La politica di ieri e quella di oggi

giorgio_napolitano_matteo_renziCon il blitz di Renzi alla Presidenza del Consiglio si è arrivati ad una nuova fase della politica italiana. Il metodo però  ricorda quello della Prima Repubblica quando ad un democristiano al governo se ne sceglieva un altro, dopo le pragmatiche “consultazioni” con il Capo dello Sato.  

A quei tempi, il Presidente del Consiglio, durava al massimo due anni, poi era costretto a dimettersi e si faceva un nuovo governo con un giro complesso di nomine ai vari ministeri e si andava avanti.

Gli ultimi venti anni sono stati contraddistinti dalla Presidenza di Berlusconi,  fatto salvo due governi con Prodi eletto, ma alla prova dei fatti, non governante. Prodi come si sa è sempre stato fatto fuori dal “fuoco amico” o come dice qualcuno da “congiure interne al palazzo”.

Se quindi Berlusconi è riuscito a governare nelle sue legislature, questo non è riuscito all’opposizione, che nei fatti tra guerre intestine, e crisi varie, non è riuscita a trovare una amalgama che consentisse di arrivare a fine legislatura.

Cosa potrebbe significare questo? Che Berlusconi è riuscito a governare il suo partito con il pugno di ferro, facendo fuori politicamente tutti i suoi avversari interni vedi Fini, Casini ecc. o che in fondo esiste una maggiore compattezza all’interno del partito berlusconiano?

Dall’altra parte invece, le guerre intestine, hanno di fatto impedito di costruire un partito unico, una solida coalizione, con un leader carismatico, in grado unire intorno a sè il consenso di un elettorato e di conseguenza essere in grado di continuare a governare secondo il mandato degli elettori.

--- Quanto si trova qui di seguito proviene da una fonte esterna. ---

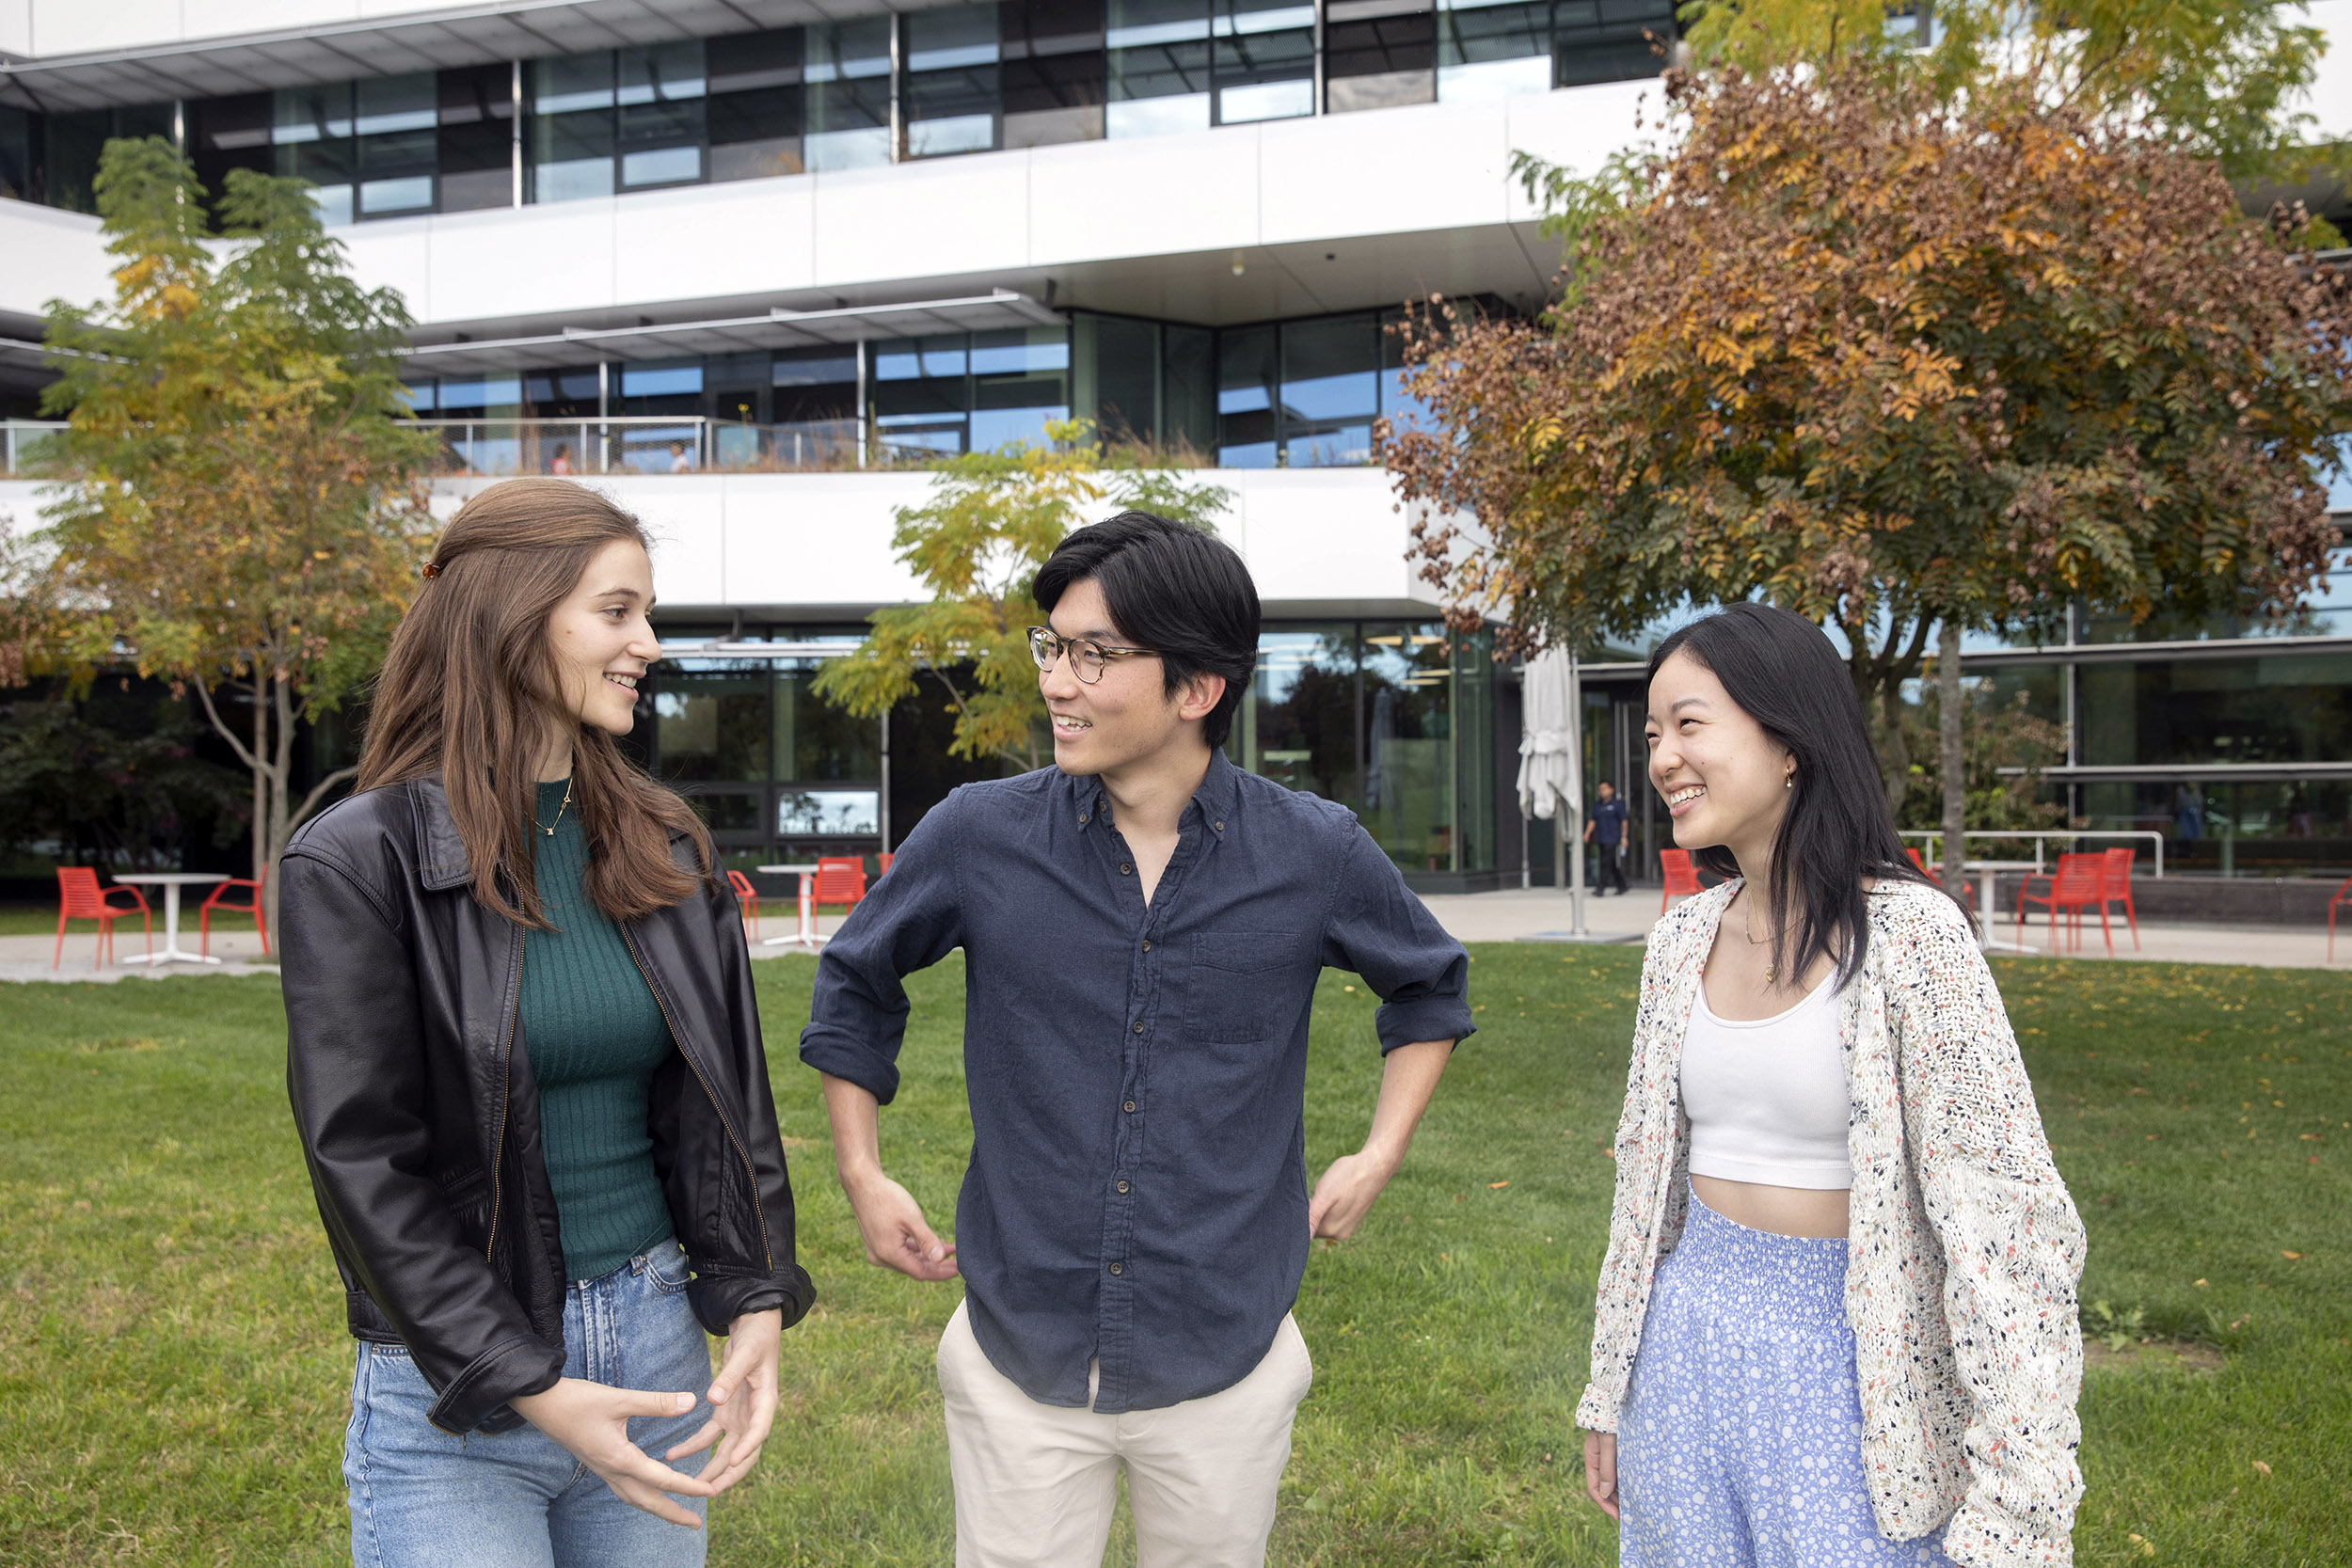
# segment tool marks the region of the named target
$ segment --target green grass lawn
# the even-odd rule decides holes
[[[147,895],[148,908],[154,911],[155,940],[161,942],[164,938],[163,890],[145,888],[141,891]],[[180,930],[187,939],[181,943],[182,946],[196,945],[197,906],[204,902],[205,896],[211,891],[210,888],[180,890]],[[190,894],[194,896],[191,897]],[[121,904],[125,900],[118,898],[115,902]],[[249,914],[239,914],[231,910],[215,910],[213,911],[213,929],[215,931],[250,931],[253,929],[253,917]],[[69,953],[74,951],[73,944],[78,941],[81,943],[82,957],[87,959],[89,957],[89,939],[97,933],[98,922],[95,920],[70,922],[65,928],[66,950]],[[55,899],[46,904],[0,904],[0,937],[54,937],[56,934],[57,905]],[[126,939],[132,943],[128,948],[122,946]],[[137,945],[138,940],[139,911],[133,910],[127,918],[118,919],[115,922],[115,946],[119,951],[137,952],[140,950]]]
[[[1282,1564],[1614,1561],[1571,1412],[1640,956],[1477,949],[1482,1032],[1364,1234],[1318,1247]],[[821,1301],[787,1337],[719,1564],[945,1563],[932,1349],[952,1287],[868,1268],[792,1057],[814,966],[758,966]],[[2087,1563],[2342,1562],[2352,1520],[2352,983],[2004,960],[2134,1348],[2085,1389]],[[960,960],[921,976],[884,1156],[943,1223],[968,1147]],[[1353,989],[1351,989],[1353,987]],[[351,1349],[283,1088],[274,979],[25,986],[0,1045],[0,1563],[327,1563]],[[1326,977],[1310,1157],[1360,1139],[1374,1001]],[[2185,1350],[2186,1357],[2171,1354]],[[2145,1544],[2144,1547],[2142,1544]],[[1132,1560],[1124,1543],[1114,1561]]]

Ma cosa è cambiato nella struttura dei partiti dalla Prima Repubblica ad oggi?  In fondo il sistema elettorale garantisce al vincitore il diritto di fare il Premier e quindi di governare con il suo partito.

L’esperienza di Bersani e di Letta hanno dimostrato proprio il contrario. Al di fuori dei numeri o di premi di maggioranza che hanno reso comunque difficile il governare, di fatto si è assistito ad una esautorazione dei vincitori delle elezioni, non tanto per la bravura dell’opposizione, ma grazie a quelle forze che in realtà avrebbero dovuto sostenere il candidato vincitore.

Renzi si è dimostrato più un politico da Prima Repubblica che da Seconda. Ha esautorato Letta prendendone il posto, minacciando, in caso contrario, di farlo sfiduciare in Parlamento. Sembra quasi essere tornati ai tempi del Pentapartito, quando a un certo punto, si decideva che il Governo era morto e quindi bisognava farlo cadere.

A questo punto è ritornato di moda un termine un pò antiquato quello delle “Correnti”.

Un termine che veniva usato, per descriverei diversi gruppi all’interno di partiti, che elaboravano linee politiche, anche in contrasto tra di loro, che raccoglievano il consenso dei militanti e che nei congressi alla fine decidevano, dopo lunghe trattative, non solo chi dovesse dirigere nel partito, ma anche la linea o le strategie da seguire.

Il libero pensiero, nella politica è elemento fondamentale, il bisogno di confronto, la decisione di proporre idee e strategie diverse su temi della politica, dell’economia, sono la base per uno sviluppo della politica tesa a guidare un Paese.

Senza confronto interno, senza elaborazioni di linea, senza valutazioni scelte strategiche, con confronti anche duri non vi è dibattito e quindi non vi è crescita del sistema. Un confronto tra diverse correnti di pensiero, è l’essenza stessa per l’esistenza di un partito in una società democratica.

 Al contrario l’assenza di un dibattito interno, di  un confronto o si arriva un partito monolitico, con un leader contornato da meri esecutori,  oppure si è in presenza di  un partito senza unità, una semplice coalizione, che si sbanda alle prime difficoltà dilaniandosi in guerre intestine.

Se la “corrente” è parte interna e vitale di un partito, è altrettanto importante l’esistenza stessa del “partito” inteso come l’unità di tutte le componenti, con un suo sistema di organizzazione e di confronto, continuo e costante che parta dai livelli dei singoli militanti, fino ai congressi nazionali.

Ma soprattutto il Partito era il punto nevralgico della battaglia politica, e solo al suo interno o con il suo apporto, questa aveva un senso. Nessuna scissione quindi, si restava e si discuteva. Si accettavano le vittorie e le sconfitte ma sempre all’interno del partito. Questo sistema, piaccia o no, alla fine trovava il suo vero giudice: il voto degli elettori.

La democrazia funziona così. L’alternativa è solo Xfactor della politica.